Product Management Lessons from Mickey Drexler
My favorite T-Shirt in the 90’s was a Gap T-Shirt with world flags on it. Because of this, I became aware of Mickey Drexler and what he was able to do with the Gap brand. I’ve continued to follow him through leaving the Gap and then joining J. Crew. Mickey was recently a guest on David Chang’s Podcast, The David Chang Show, where he shared some of his experiences turning around and building brands, the future of retail, and his thoughts on different brand strategies. While these concepts obviously apply to retail, many apply to any type of product management.
Portfolio Optimization
Mickey started as a buyer at Bloomingdales when he was 23 and worked his way towards eventually becoming the CEO of Ann Taylor at 35 and then the CEO of The Gap at 39. When discussing his Ann Taylor experience, he discusses some of the first meetings he had with the team. He references a meeting where he recommended discontinuing an item and received some pushback:
“But we sell 50 of those per week?” to which he replied, “Go find something we can sell 100 per week”.
I’ve experienced this several times in my career. I’ve taken over an existing set of products and my first management step is to review the portfolio. This includes investigating product performance, margin, total sales, customer base, etc. In every case there is a small subset of products that make up most of the sales, with the remainder of the portfolio doing very low volumes, only having one or two customers, or selling none at all. When making the decision to discontinue some of these low performing products, I always have a conversation like what Mickey experienced. The sales or ops team has had a reason for why we should keep a slow-moving product in the portfolio:
· Our #1 customer must have that product
· But that’s the only product Customer B uses
· They may not use those regularly, but when they do, we’re the only one that can provide it
In most cases customers can be moved to a higher performing product or the profit generated by these low performing products isn’t enough to justify keeping it. There are several reasons this may be the case:
Most manufacturing companies are going to use a standard cost in their system for a product. During the process of setting up manufacturing the company will make assumptions on materials, quantities, and processes needed to produce a part. Based on these assumptions they’ll enter a cost for the product into their system. From then, until the next "cost roll", the cost in the system or the cost shown to operations will be set. When a product becomes slow moving, it usually costs the company more to produce than what the standard cost will indicate. To name a few: manufacturing quantities will be lower (increasing the per unit set up charge), shipping per part will be higher, and the opportunity cost for switching for a low volume part will be higher. This is one of the reasons sales/operations will push back on discontinuing a product, it still looks profitable to them even though the actual cost is much higher. Also, if you produce a slow-moving part and then lose a sale, the inventory is more likely to sit for longer incurring further charges.
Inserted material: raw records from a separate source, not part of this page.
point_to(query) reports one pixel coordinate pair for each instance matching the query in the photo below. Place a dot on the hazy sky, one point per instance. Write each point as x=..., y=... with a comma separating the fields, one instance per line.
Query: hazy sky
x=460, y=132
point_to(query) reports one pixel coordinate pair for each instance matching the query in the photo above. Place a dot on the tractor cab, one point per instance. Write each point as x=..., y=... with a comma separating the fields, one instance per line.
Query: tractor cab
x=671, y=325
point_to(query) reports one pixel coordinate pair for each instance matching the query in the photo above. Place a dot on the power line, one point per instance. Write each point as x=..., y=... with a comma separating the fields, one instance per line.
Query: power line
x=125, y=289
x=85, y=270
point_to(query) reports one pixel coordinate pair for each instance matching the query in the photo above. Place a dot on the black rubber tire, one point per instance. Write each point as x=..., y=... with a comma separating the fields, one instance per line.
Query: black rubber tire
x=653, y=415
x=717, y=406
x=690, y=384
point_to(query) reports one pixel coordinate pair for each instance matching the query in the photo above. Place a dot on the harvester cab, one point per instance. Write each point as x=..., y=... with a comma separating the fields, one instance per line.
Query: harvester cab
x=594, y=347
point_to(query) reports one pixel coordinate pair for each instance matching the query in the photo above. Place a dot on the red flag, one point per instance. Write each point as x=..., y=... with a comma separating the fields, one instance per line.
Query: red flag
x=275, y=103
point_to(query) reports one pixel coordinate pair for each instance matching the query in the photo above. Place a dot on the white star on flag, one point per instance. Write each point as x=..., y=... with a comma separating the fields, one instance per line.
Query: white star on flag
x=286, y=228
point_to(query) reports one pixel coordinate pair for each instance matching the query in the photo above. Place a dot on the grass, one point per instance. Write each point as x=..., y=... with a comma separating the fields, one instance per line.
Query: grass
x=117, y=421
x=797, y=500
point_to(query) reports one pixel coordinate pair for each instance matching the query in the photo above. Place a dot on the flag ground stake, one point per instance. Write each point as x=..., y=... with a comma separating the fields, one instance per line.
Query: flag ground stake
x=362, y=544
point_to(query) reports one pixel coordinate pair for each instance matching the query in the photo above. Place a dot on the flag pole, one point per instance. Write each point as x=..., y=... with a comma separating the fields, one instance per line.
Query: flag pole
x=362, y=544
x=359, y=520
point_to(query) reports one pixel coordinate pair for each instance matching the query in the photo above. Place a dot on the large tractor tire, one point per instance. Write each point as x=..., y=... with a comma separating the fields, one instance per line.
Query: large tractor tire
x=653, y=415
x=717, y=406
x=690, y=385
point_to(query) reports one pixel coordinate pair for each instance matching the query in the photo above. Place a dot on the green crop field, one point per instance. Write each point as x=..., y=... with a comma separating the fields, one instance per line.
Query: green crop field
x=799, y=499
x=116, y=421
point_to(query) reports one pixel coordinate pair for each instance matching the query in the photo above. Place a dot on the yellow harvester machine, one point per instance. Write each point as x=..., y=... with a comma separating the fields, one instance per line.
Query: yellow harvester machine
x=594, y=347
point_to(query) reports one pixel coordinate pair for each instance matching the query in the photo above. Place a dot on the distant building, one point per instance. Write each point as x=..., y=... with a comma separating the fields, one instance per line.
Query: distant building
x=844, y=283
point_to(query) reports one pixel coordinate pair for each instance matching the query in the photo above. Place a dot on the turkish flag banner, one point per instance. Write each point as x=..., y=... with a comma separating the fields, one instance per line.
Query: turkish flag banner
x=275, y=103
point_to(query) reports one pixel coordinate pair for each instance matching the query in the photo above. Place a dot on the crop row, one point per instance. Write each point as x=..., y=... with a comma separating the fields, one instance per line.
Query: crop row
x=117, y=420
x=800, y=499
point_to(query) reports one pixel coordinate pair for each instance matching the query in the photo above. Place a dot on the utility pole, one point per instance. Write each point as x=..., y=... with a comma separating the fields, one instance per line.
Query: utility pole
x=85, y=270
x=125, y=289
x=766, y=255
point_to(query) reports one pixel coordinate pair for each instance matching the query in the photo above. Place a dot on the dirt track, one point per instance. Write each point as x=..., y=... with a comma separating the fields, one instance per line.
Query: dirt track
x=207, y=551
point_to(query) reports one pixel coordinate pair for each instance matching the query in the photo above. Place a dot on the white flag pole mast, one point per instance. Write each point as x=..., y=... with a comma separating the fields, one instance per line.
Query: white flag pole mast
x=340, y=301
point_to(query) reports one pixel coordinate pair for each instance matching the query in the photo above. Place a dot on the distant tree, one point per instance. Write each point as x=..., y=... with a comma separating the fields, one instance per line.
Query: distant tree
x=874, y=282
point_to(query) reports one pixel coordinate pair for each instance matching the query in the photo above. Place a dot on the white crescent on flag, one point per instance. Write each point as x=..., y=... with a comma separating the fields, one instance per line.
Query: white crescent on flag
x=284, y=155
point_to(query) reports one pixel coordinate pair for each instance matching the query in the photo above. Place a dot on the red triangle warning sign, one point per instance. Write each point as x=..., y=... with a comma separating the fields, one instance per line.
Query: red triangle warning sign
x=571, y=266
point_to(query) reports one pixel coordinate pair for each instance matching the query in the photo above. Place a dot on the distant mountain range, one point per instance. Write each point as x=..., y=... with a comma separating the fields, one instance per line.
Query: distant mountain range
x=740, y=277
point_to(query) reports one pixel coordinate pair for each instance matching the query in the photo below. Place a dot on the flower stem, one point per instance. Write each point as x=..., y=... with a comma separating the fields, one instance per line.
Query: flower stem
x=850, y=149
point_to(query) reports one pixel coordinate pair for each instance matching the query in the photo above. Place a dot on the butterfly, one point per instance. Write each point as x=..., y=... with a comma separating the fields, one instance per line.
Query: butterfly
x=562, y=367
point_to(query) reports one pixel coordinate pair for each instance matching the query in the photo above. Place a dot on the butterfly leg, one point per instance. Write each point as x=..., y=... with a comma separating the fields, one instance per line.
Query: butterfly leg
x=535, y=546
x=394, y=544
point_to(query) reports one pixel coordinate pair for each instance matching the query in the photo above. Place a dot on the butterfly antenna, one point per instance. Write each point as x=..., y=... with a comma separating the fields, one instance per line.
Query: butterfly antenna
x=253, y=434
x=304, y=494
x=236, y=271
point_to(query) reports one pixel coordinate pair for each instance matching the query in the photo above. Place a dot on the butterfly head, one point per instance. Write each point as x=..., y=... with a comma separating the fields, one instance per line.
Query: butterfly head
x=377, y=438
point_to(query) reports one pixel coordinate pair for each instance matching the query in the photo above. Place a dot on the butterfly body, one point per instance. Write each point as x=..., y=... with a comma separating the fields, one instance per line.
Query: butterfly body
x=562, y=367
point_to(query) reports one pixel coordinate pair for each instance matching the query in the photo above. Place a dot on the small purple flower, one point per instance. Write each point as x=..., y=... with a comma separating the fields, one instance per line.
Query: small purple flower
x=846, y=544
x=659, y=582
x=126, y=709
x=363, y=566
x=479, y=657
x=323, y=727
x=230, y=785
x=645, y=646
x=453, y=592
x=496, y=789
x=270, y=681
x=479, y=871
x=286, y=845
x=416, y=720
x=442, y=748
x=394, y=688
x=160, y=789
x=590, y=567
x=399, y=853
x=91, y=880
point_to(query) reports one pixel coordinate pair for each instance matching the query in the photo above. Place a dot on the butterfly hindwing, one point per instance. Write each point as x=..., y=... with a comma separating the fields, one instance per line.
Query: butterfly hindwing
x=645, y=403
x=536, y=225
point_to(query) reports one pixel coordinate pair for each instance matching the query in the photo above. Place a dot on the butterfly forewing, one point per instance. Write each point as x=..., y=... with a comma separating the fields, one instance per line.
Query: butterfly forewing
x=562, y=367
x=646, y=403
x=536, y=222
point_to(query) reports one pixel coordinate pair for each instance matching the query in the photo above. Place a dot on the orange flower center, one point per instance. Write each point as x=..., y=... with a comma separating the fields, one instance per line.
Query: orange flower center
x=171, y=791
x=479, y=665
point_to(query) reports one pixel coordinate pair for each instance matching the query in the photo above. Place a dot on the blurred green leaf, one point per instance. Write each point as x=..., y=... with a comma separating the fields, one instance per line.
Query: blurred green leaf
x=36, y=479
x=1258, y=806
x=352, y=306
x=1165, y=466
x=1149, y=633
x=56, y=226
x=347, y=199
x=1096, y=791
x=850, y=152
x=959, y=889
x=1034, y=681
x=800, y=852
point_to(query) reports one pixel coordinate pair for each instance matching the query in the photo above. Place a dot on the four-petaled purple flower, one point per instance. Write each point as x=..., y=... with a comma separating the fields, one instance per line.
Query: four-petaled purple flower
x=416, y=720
Overall, optimizing your portfolio to just the highest moving parts increases the efficiency of manufacturing, shipping, inventory, and operations. A smaller portfolio is also easier for the sales team to focus on selling.
Understanding these dynamics is incredibly important when taking over an existing portfolio. Starting the product management process off with rationalization and optimization of the portfolio will go a long way for successful product strategy.
The Case for Product Management
When building a portfolio its helpful to understand the impacts of life cycle management and scope creep as you add new SKUs to the product mix. In order to capture as much market share as possible and serve their customers, the Sales & operations teams will request every product modification requested by their customers. Without a process, the engineering teams will work to meet the needs of the market. The result is an overworked engineering team and a portfolio that is bloated.
Having a product line manager places a buffer between the engineering team and the sales organization that will vet and qualify new product requests. This process will determine the need for the request against the current portfolio, the economic viability of the portfolio extension, and the return on the required investment. A good product line manager will ensure the largest return on development dollars and the most optimized portfolio of products for capturing the target market share.
Once, I took over a portfolio of products once that had bloated to 217 SKUs. My team and I worked to cull out the low performers so that we could present the simplest and understandable portfolio to our sales professionals and ultimately the customers. The result of our efforts was a portfolio of only ~50 products that had clear reasons for meeting the needs of our customers. With this smaller group of products, we streamlined manufacturing and were able to capture more market share through focused selling.
Caveat
There is one caveat to the strategy of optimizing the portfolio based on product performance and this is the general store model. If you’re a general store for your industry and your customers come to you for regular items as well as the one-offs, it could hurt your business to cull out the one-offs. If you’re not the only general store in town and a customer comes for their usual items as well as a one-off or two and they find that you do not have it in stock. They will go to the general store down the road to get their one-off products. If this happens enough, they’ll just start going to the general store down the road for all their products. I’ve experienced this in my past as well.
Of course clothing retail and in my experience Completion Technologies don’t fall into the general store model so these lessons apply.
Portfolio Management
With limited time, money, and resources it is imperative to build a portfolio of products that provide the highest return of investment. Rationalization, simplifying, and optimizing the group of products you provide makes it easier for sales professionals to communicate with their customers, supply chain to deliver at the best cost, and simplifies operations. It impacts every part of the business.